JMF – Esatto, penso che i tempi ormai siano maturi per confrontarsi considerando gli sviluppi conseguiti in diversi ambiti di applicazione. Sarebbe davvero importante organizzare una conferenza o un workshop su questo argomento e, siccome la sociologica clinica si sta
sviluppando in molti Paesi ormai, sarebbe utile che non ci fossero ostacoli nella traduzione e condivisione di tutti i contributi che dovessero essere presentati. A tal riguardo, mi viene in mente una delle conferenze di maggior successo organizzata in Spagna alcuni anni fa: fu garantita la traduzione in ben tre lingue.
QSC – Sono trascorsi già dieci anni dalla bellissima esperienza che alcuni di noi hanno condiviso con te all’Università di Teramo. Sei stata uno dei docenti più apprezzati del Master di II livello in Sociologia Clinica, un’esperienza didattica e formativa unica e la prima che sia stata mai realizzata almeno nella formula di “Master”. Cosa è cambiato negli ultimi
dieci anni? Quali sono le sfide della Sociologia oggi, e in particolare della Sociologia clinica?
JMF – Ricordo certamente l’esperienza fatta a Teramo con il Master in Sociologia clinica. Da allora le cose sono molto cambiate e sono certamente da citare, tra le più importanti, le iniziative di Vincent de Gaulejac a Parigi, e quelle curriculari in Sudafrica grazie al duro lavoro di Tina Uys e dei suoi colleghi dell’Università di Johannesburg; per non parlare, poi, del lavoro instancabile di Micheal Fleischer nell’accreditare corsi formativi (negli Stati Uniti, così come a livello internazionale) in sociologia clinica/sociologia applicata/ public sociology impegnata nei diversi contesti d’intervento (si veda in www.capacs.net , N.d.R. ) e, per ultimo, certamente non meno importante, il lavoro di Melodye Lehnerer nello sviluppo di un sistema di certificazione individuale delle competenze da sociologo clinico (a tal riguardo si rinvia il lettore al sito http://www.aacsnet.net/certified-sociological-practitioners , N.d.R. ).
QSC – Puoi darci qualche notizia sulla Conferenza internazionale che si terrà a Toronto il prossimo anno?

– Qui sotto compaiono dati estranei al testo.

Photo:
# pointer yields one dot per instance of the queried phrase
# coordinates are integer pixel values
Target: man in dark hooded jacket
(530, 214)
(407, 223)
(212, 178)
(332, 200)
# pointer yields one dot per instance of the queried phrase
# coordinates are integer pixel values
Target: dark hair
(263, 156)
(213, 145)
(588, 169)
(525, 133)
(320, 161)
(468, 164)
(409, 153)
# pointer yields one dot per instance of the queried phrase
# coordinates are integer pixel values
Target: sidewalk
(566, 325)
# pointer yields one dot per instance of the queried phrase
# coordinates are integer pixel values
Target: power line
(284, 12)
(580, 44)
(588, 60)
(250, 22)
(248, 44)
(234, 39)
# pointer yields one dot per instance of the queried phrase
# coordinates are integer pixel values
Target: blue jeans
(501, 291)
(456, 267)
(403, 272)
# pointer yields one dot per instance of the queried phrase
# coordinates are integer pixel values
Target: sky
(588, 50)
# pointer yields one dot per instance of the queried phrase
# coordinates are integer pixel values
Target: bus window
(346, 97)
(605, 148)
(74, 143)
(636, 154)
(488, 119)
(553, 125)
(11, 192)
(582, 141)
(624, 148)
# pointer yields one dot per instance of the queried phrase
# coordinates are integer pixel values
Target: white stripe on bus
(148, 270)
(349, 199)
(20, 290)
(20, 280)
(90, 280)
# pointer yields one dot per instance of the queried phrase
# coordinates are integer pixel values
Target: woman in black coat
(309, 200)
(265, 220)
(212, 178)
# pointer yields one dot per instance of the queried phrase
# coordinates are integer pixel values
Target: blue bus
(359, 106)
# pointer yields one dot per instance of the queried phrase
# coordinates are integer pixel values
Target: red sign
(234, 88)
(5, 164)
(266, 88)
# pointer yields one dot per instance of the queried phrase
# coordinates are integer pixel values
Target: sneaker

JMF – Come già sapete l’I.S.A. terrà il suo Congresso mondiale il prossimo anno a Toronto in Canada, dal 15 al 21 luglio. Nell’ambito della Conferenza, il gruppo di sociologi clinici che fanno capo al RC46 faranno la loro riunione annuale e non è escluso che possa esserci un ulteriore riunione con i sociologi clinici canadesi. La riunione del RC46 è una meravigliosa opportunità di conoscenza e per stringere rapporti tra tutti i nostri membri a livello internazionale. Saremo felicissimi di accogliere tutti i sociologi clinici italiani che vorranno aderire al nostro gruppo.. Per maggiori informazioni sulla riunione, li invito a contattare la presidente Dr. Tina Uys ( tuys@uj.ac.za, mentre per N.d.R.), mentre riguardo alla Conferenza delle notizie sono già disponibili sul sito dell’I.S.A. ( http://www.isa-sociology.org/ , N.d.R. )
QSC – Grazie Jan, non ci resta che salutarti e augurarti buon lavoro!
JMF – Grazie a voi e “arrivederci” a Toronto!